Are the EMR-related constants working?
Expected Behavior
Expected behavior when the following environment variables are set:
FEAST_SPARK_STAGING_LOCATION=s3://...
FEAST_SPARK_LAUNCHER="emr"
FEAST_EMR_CLUSTER_ID=""
FEAST_EMR_LOG_LOCATION=""
- Successfully connect to the specified EMR cluster.
- Initialize a SparkSession within the EMR environment.
- Execute the defined Spark job on the cluster.
- Upon completion of the Spark job, terminate the SparkSession and release cluster resources.

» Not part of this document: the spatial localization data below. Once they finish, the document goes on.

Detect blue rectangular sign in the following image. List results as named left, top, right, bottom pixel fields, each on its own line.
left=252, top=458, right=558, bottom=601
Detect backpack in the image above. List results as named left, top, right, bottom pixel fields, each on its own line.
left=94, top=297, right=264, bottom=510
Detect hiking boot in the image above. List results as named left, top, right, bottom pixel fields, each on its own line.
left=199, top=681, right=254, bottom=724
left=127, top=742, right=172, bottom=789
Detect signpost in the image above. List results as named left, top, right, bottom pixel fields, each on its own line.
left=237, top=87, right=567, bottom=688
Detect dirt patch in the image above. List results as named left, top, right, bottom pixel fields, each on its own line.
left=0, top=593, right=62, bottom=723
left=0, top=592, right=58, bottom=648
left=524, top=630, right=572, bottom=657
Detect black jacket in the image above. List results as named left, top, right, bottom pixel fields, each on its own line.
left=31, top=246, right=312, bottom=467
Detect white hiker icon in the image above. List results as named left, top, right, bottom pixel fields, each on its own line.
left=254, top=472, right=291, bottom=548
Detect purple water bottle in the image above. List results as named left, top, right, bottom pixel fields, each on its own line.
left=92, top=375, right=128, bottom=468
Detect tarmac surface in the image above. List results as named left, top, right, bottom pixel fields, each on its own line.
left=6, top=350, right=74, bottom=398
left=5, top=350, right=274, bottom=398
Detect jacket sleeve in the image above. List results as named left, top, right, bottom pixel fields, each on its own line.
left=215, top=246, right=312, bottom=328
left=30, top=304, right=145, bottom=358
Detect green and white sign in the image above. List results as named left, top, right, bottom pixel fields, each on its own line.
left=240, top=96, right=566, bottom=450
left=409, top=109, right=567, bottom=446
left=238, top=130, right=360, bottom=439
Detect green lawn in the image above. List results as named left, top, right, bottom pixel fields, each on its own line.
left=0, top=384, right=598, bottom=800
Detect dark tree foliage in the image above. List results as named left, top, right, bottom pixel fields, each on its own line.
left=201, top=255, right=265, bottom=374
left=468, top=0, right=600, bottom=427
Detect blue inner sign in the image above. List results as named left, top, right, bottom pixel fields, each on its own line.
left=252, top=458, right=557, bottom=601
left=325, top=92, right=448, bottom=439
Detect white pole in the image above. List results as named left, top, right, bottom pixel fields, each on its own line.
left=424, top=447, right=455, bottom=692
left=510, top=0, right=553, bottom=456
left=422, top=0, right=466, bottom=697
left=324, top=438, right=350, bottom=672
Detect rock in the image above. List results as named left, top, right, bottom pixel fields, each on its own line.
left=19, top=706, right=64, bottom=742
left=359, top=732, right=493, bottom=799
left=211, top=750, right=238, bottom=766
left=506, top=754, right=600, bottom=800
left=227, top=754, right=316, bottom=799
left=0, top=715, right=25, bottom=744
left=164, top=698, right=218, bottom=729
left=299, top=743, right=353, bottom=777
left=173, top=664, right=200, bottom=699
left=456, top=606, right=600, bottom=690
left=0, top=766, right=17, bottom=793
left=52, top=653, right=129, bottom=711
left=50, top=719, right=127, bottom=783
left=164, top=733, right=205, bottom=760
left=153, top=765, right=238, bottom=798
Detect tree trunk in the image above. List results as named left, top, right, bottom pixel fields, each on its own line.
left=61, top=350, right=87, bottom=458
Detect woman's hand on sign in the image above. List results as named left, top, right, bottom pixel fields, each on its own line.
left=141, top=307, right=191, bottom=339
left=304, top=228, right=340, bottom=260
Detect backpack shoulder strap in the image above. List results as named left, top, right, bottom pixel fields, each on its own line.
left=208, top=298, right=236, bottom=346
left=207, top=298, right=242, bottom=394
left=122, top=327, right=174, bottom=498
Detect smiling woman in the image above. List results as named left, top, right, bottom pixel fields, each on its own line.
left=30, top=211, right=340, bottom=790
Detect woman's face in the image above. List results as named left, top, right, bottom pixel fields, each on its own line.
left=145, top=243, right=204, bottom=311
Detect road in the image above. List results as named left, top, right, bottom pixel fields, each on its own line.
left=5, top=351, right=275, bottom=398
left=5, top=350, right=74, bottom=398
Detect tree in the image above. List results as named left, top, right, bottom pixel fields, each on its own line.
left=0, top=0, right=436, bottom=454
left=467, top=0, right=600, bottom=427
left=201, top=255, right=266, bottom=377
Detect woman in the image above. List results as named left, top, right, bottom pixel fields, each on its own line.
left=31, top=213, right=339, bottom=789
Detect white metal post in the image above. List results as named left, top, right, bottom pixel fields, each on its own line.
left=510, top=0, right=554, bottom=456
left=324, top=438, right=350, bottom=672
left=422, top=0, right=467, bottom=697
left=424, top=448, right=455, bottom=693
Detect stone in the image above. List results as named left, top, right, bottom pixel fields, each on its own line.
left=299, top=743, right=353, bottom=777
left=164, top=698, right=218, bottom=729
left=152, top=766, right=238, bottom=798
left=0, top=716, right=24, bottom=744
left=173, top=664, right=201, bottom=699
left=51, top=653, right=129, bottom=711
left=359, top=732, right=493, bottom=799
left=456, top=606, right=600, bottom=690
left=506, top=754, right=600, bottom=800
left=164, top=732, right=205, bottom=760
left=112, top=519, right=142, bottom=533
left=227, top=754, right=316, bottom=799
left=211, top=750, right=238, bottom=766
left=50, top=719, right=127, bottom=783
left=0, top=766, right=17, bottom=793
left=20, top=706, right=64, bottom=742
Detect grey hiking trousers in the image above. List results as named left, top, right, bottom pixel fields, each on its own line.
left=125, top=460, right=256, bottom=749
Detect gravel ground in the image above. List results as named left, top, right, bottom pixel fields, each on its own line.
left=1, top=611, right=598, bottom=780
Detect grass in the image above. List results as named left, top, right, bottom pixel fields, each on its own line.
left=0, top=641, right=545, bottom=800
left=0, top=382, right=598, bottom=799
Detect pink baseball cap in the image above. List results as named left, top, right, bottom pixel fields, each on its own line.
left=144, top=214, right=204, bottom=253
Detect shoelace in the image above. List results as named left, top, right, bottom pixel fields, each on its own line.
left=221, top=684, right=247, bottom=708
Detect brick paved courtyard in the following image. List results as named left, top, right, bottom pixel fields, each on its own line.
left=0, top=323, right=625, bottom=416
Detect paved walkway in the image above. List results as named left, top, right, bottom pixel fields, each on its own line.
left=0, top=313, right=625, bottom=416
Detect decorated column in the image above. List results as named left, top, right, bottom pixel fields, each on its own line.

- Store the results of the Spark job in the online store.
Current Behavior
No Spark job is submitted to the EMR cluster. The code exits silently without any indication of success or failure of the materialization.
Steps to reproduce
FEAST_SPARK_STAGING_LOCATION=s3://...
FEAST_SPARK_LAUNCHER="emr"
FEAST_EMR_CLUSTER_ID=""
FEAST_EMR_LOG_LOCATION=""
RepoConfig:
{
"project": "",
"registry": "s3://",
"provider": "aws",
"entity_key_serialization_version": 2,
"online_store":
{
"type": "dynamodb",
"region": "us-west-2"
},
"offline_store":
{
"type": "spark",
"region": "us-west-2",
"staging_location": "s3://",
"spark_conf":
{
"spark.master":"",
"spark.ui.enabled": "true",
"spark.eventLog.enabled": "false",
"spark.sql.catalogImplementation": "hive",
"spark.sql.parser.quotedRegexColumnNames": "true",
"spark.sql.session.timeZone": "UTC",
"spark.jars.packages": "org.apache.hadoop:hadoop-aws:3.3.1"
}
},
"batch_engine":
{
"type": "spark.engine"
}
}
Specifications
- Version:
feast = { extras = ["aws", "gcp", "spark"], version = "==0.42.0" } - Platform: macOS
Possible Solution
The only code reference found for the constant FEAST_SPARK_LAUNCHER dates back four years and is located here: https://github.com/feast-dev/feast/blob/dc2c1dc67c8e191c29155ced3334244351f312c7/infra/terraform/aws/helm.tf#L93
Are the EMR-related constants working in the current FEAST version (0.42.0)?
# EMR cluster to run Feast Spark Jobs in
EMR_CLUSTER_ID: Optional[str] = None
# Region of EMR cluster
EMR_REGION: Optional[str] = None
# Template path of EMR cluster
EMR_CLUSTER_TEMPLATE_PATH: Optional[str] = None
# Log path of EMR cluster
EMR_LOG_LOCATION: Optional[str] = None
References:
- https://feast-spark.readthedocs.io/en/stable/_modules/feast_spark/constants.html
- https://docs.feast.dev/v0.11-branch/feast-on-kubernetes/reference-1/feast-and-spark#option-3.-use-aws-and-emr
This issue has been automatically marked as stale because it has not had recent activity. It will be closed if no further activity occurs. Thank you for your contributions.